L’analyse de 86 tétrades issues de la méiose des diploïdes R3 × C donne :
– 85 tétrades à 2 spores [gly+, lct+] et 2 spores [gly–, lct–];
– 1 tétrade à 1 spore [gly+, lct+], 2 spores [gly–, lct–] et 1 spore [gly+, lct–],
tétrade notée T.
Donnez une interprétation génétique précise et complète de tous ces résultats,
sans oublier les aspects cartographiques, et confrontez vos conclusions
aux hypothèses formulées à la question 1.
4. On reprend les 2 spores [gly–, lct–] de la tétrade nommée T (question
précédente) et on les croise, selon le signe sexuel de chacune d’elle, avec une
souche A ou A′.
Les deux diploïdes obtenus sont de phénotype [gly+, lct–].
a. Quels sont les génotypes des deux spores de la tétrades T ? Justifiez le
choix de cette tétrade.
b. Que prouvent les observations réalisées, par rapport à vos conclusions
précédentes ?
c. Quelles auraient été les observations dans le cadre de l’hypothèse
alternative ?
5. À partir de la souche R1, on obtient deux mutants indépendants de phénotype
[gly–, lct–], notés D et E, toujours dépourvus d’iso1-cytochrome c.

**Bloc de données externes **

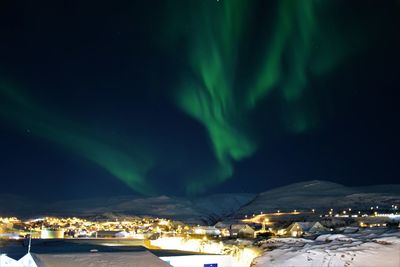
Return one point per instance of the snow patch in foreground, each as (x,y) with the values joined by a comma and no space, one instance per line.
(364,249)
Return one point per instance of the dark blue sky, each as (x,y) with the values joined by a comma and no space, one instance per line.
(112,68)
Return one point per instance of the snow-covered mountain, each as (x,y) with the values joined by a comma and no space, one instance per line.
(209,209)
(321,195)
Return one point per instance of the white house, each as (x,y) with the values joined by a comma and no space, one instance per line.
(6,261)
(298,229)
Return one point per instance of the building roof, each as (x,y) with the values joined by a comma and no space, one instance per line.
(100,259)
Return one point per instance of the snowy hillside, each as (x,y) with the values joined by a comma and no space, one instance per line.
(321,195)
(368,248)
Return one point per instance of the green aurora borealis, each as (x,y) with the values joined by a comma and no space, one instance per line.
(222,98)
(229,60)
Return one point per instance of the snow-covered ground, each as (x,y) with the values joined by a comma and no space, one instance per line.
(368,248)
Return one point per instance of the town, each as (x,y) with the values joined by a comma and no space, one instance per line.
(238,238)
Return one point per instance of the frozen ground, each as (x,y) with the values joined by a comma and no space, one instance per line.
(368,248)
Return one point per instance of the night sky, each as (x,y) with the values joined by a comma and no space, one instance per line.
(103,98)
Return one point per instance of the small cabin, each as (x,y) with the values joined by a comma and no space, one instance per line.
(298,229)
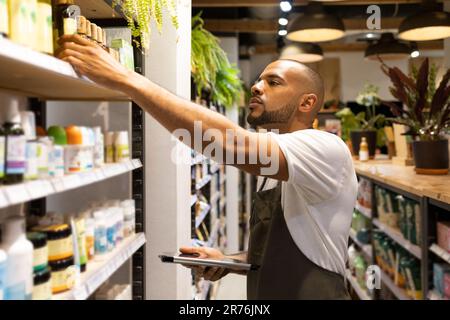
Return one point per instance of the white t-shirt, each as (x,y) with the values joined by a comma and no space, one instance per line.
(319,196)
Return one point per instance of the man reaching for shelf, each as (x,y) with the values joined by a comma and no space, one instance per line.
(301,214)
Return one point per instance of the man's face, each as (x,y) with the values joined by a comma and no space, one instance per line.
(275,95)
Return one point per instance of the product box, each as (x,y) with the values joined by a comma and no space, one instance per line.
(443,235)
(440,270)
(125,52)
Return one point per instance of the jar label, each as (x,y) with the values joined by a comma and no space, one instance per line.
(15,155)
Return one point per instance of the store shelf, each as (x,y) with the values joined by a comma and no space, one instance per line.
(203,183)
(99,271)
(34,74)
(362,293)
(434,295)
(194,199)
(366,248)
(397,291)
(202,216)
(214,234)
(440,252)
(27,191)
(364,211)
(398,237)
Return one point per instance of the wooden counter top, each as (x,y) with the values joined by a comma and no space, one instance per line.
(404,178)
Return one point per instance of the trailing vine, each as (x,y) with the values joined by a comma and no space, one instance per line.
(139,14)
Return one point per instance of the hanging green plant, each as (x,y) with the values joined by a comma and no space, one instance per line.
(211,69)
(139,14)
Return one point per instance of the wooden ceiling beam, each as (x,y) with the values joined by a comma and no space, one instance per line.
(345,47)
(271,26)
(273,3)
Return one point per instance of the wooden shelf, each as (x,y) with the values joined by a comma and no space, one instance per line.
(34,74)
(396,290)
(362,293)
(99,271)
(35,189)
(366,248)
(437,250)
(397,236)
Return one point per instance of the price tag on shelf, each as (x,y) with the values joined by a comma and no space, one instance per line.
(3,200)
(136,163)
(17,194)
(71,182)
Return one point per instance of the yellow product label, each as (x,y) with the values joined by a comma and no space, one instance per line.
(122,152)
(4,19)
(44,28)
(42,291)
(63,280)
(40,257)
(60,249)
(70,26)
(18,21)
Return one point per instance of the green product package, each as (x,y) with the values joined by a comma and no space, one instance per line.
(125,52)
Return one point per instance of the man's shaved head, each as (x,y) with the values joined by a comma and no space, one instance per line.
(286,92)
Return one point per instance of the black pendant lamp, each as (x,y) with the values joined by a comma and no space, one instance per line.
(428,24)
(302,52)
(387,48)
(314,25)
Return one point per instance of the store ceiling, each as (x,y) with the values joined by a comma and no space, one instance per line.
(256,21)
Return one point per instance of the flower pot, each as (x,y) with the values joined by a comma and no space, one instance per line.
(431,157)
(371,137)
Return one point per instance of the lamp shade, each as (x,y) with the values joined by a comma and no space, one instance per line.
(387,48)
(424,26)
(302,52)
(315,25)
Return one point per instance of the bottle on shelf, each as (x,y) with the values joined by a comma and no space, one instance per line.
(363,150)
(19,266)
(44,28)
(15,144)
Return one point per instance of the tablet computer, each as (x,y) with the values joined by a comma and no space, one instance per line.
(194,260)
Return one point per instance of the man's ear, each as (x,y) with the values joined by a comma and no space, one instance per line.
(307,102)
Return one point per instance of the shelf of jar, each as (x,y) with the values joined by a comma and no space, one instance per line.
(34,74)
(35,189)
(99,271)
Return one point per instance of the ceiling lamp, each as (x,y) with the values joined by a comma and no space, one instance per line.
(387,48)
(302,52)
(428,24)
(314,25)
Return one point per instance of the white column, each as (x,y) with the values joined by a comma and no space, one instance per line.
(167,183)
(231,47)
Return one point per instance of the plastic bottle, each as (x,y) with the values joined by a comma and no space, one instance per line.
(99,155)
(19,267)
(15,144)
(3,262)
(122,150)
(73,155)
(44,41)
(60,141)
(363,150)
(4,19)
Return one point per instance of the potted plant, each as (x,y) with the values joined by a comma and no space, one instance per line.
(427,114)
(369,121)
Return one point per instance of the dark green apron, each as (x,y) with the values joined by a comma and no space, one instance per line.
(284,272)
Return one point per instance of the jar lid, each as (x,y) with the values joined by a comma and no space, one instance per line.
(58,231)
(58,265)
(41,276)
(38,239)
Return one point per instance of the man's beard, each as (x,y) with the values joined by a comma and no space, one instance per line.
(282,115)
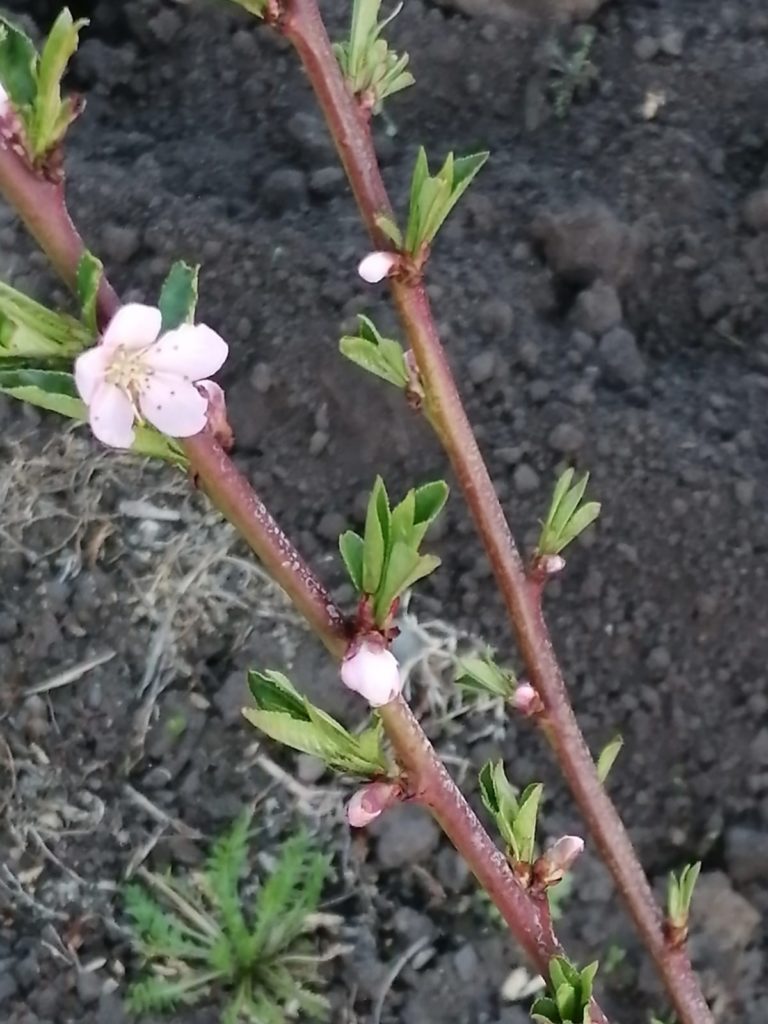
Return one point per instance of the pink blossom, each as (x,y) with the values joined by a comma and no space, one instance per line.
(369,802)
(526,700)
(376,266)
(372,671)
(552,865)
(136,373)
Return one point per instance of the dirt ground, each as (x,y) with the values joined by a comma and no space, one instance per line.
(603,295)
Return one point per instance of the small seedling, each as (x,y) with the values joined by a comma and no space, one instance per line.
(200,939)
(572,71)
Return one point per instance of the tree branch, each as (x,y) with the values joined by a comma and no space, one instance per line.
(43,211)
(302,24)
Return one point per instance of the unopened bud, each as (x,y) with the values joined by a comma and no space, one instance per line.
(371,670)
(552,865)
(526,700)
(376,266)
(369,802)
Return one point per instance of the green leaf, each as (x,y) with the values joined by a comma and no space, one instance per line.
(608,756)
(89,274)
(482,675)
(17,64)
(29,329)
(51,117)
(381,356)
(178,298)
(404,567)
(46,389)
(525,821)
(351,548)
(375,546)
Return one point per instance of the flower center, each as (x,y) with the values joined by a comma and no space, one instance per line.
(128,371)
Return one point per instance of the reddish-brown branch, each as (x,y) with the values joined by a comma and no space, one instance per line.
(43,211)
(349,127)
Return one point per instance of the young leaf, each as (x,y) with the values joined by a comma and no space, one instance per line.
(17,64)
(525,821)
(51,116)
(608,756)
(89,274)
(351,548)
(375,549)
(482,675)
(178,298)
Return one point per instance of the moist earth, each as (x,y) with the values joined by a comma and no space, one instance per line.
(602,293)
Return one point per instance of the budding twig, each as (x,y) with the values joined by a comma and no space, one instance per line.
(350,129)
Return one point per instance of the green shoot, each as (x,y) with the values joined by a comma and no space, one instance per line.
(200,939)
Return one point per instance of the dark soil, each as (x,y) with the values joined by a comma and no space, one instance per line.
(603,295)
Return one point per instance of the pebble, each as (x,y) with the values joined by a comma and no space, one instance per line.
(481,368)
(597,309)
(672,42)
(566,438)
(755,210)
(409,837)
(622,360)
(283,190)
(525,479)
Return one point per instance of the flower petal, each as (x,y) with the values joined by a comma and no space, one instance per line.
(90,369)
(376,266)
(173,406)
(112,416)
(133,326)
(188,351)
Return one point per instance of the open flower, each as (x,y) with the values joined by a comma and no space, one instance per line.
(137,374)
(372,671)
(369,802)
(377,266)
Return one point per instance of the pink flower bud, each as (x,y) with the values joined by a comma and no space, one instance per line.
(552,564)
(372,671)
(370,802)
(552,865)
(376,266)
(526,700)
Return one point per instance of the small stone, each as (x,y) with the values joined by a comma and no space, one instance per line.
(407,836)
(646,47)
(497,317)
(481,368)
(597,309)
(622,361)
(467,964)
(525,479)
(328,181)
(747,854)
(672,42)
(566,438)
(120,243)
(755,210)
(283,189)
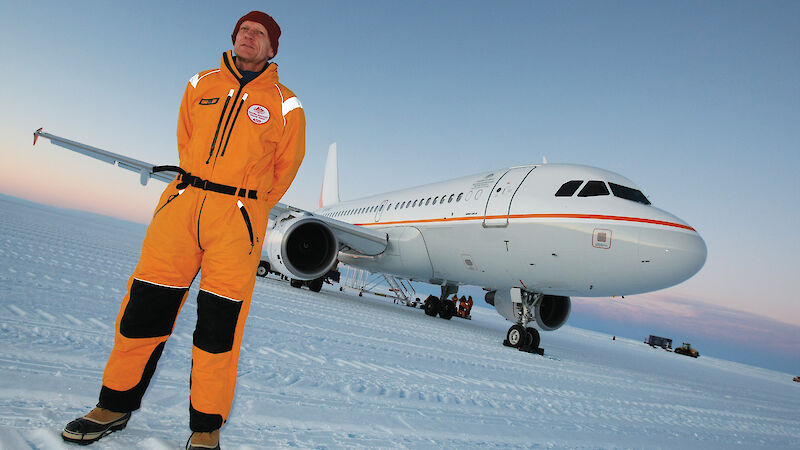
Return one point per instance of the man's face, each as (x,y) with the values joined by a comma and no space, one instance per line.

E est également dépourvu d’iso2-cytochrome c, tandis que D présente un
taux égal à 2 % de la quantité sauvage, ce qui ne lui permet plus de pousser
sur glycérol.
Les souches D et E sont croisées avec R1′ (même génotype que R1 sauf
pour le signe sexuel qui est opposé); les diploïdes sont tous de phénotype
[gly+, lct+] et donnent à la méiose un seul type de tétrades avec deux spores
[gly+, lct+] et deux spores [gly–, lct–].
Les souches D et E sont également croisées avec C; le diploïde D × C est
de phénotype [gly+, lct–] et le diploïde E × C est de phénotype [gly–, lct–].
Donnez une interprétation génétique précise et complète de tous ces résultats,
et confrontez vos conclusions aux hypothèses formulées à la question 3
pour expliquer le phénotype [gly–, lct–] des mutants D et E, en rapport avec
les dosages réalisés chez ces mutants. Cette question est indépendante de
la 4.
➤ Niveau Licence-Master (L3, M1) :
NB : problème adapté d’un TD conçu par C. Isnard, J. Deutsch, D. Cohen (université
Paris VI) à partir des travaux de J. Verdière (CNRS, Gif s/Yvette).